Find the mean proportion of :

(i) 5 and 80

(ii) $\dfrac{1}{12}$ and $\dfrac{1}{75}$

(iii) 8.1 and 2.5

(iv) (a - b) and (a³ - a²b), a > b.

(i) Let the mean proportion be x.

$\therefore \dfrac{5}{x} = \dfrac{x}{80} \\[0.5em] \Rightarrow x^2 = 5 \times 80 \\[0.5em] \Rightarrow x^2 = 400 \\[0.5em] \Rightarrow x = \sqrt{400} \\[0.5em] \Rightarrow x = 20.$

Hence, the mean proportion is 20.

(ii) Let the mean proportion be x.

$\therefore \dfrac{\dfrac{1}{12}}{x} = \dfrac{x}{\dfrac{1}{75}} \\[0.5em] \Rightarrow x^2 = \dfrac{1}{12} \times \dfrac{1}{75} \\[0.5em] \Rightarrow x^2 = \dfrac{1}{900} \\[0.5em] \Rightarrow x = \sqrt{\dfrac{1}{900}} \\[0.5em] \Rightarrow x = \dfrac{1}{30}$

Hence, the mean proportion is $\dfrac{1}{30}$.
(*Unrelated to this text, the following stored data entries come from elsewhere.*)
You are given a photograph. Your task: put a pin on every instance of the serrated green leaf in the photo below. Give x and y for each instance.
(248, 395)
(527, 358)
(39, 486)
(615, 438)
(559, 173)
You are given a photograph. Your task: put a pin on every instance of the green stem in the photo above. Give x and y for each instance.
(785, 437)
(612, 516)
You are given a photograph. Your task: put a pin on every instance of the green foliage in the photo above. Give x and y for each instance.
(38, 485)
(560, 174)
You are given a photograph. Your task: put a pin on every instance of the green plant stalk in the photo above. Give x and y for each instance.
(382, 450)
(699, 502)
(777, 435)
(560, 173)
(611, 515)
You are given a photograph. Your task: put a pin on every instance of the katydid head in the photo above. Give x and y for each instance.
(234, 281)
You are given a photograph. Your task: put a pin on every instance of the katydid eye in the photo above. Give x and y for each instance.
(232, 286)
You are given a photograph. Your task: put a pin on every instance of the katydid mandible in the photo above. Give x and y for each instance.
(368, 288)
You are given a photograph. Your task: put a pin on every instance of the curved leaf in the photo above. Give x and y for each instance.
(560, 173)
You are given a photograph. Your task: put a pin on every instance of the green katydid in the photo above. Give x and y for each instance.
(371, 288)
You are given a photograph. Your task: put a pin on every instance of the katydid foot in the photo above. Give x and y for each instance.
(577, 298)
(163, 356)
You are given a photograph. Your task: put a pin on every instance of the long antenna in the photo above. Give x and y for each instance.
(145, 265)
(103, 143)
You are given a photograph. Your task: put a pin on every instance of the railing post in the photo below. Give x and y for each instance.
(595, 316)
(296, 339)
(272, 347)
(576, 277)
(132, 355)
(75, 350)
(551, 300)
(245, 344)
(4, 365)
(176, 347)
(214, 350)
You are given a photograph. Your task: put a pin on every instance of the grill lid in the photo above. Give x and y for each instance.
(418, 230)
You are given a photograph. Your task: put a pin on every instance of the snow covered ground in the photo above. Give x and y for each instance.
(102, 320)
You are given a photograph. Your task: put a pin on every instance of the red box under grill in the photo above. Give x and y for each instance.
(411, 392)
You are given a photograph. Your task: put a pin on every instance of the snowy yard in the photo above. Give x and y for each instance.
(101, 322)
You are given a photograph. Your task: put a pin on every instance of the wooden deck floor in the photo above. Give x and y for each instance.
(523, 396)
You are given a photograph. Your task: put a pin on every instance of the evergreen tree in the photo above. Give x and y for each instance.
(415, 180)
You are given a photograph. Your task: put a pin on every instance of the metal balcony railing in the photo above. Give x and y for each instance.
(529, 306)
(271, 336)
(iii) Let the mean proportion be x.

$\therefore \dfrac{8.1}{x} = \dfrac{x}{2.5} \\[0.5em] \Rightarrow x^2 = 8.1 \times 2.5 \\[0.5em] \Rightarrow x^2 = 20.25 \\[0.5em] \Rightarrow x = \sqrt{20.25} \\[0.5em] \Rightarrow x = 4.5.$

Hence, the mean proportion is 4.5.

(iv) Let the mean proportion be x.

$\therefore \dfrac{(a - b)}{x} = \dfrac{x}{(a^3 - a^2b)} \\[0.5em] \Rightarrow x^2 = (a - b) \times (a^3 - a^2b) \\[0.5em] \Rightarrow x^2 = (a^4 - a^3b - a^3b + a^2b^2) \\[0.5em] \Rightarrow x^2 = (a^4 - 2a^3b + a^2b^2) \\[0.5em] \Rightarrow x^2 = a^2(a^2 - 2ab + b^2) \\[0.5em] \Rightarrow x^2 = a^2(a - b)^2 \\[0.5em] \Rightarrow x = \sqrt{(a^2(a - b)^2)} \\[0.5em] \Rightarrow x = a(a - b).$

Hence, the mean proportion is a(a - b).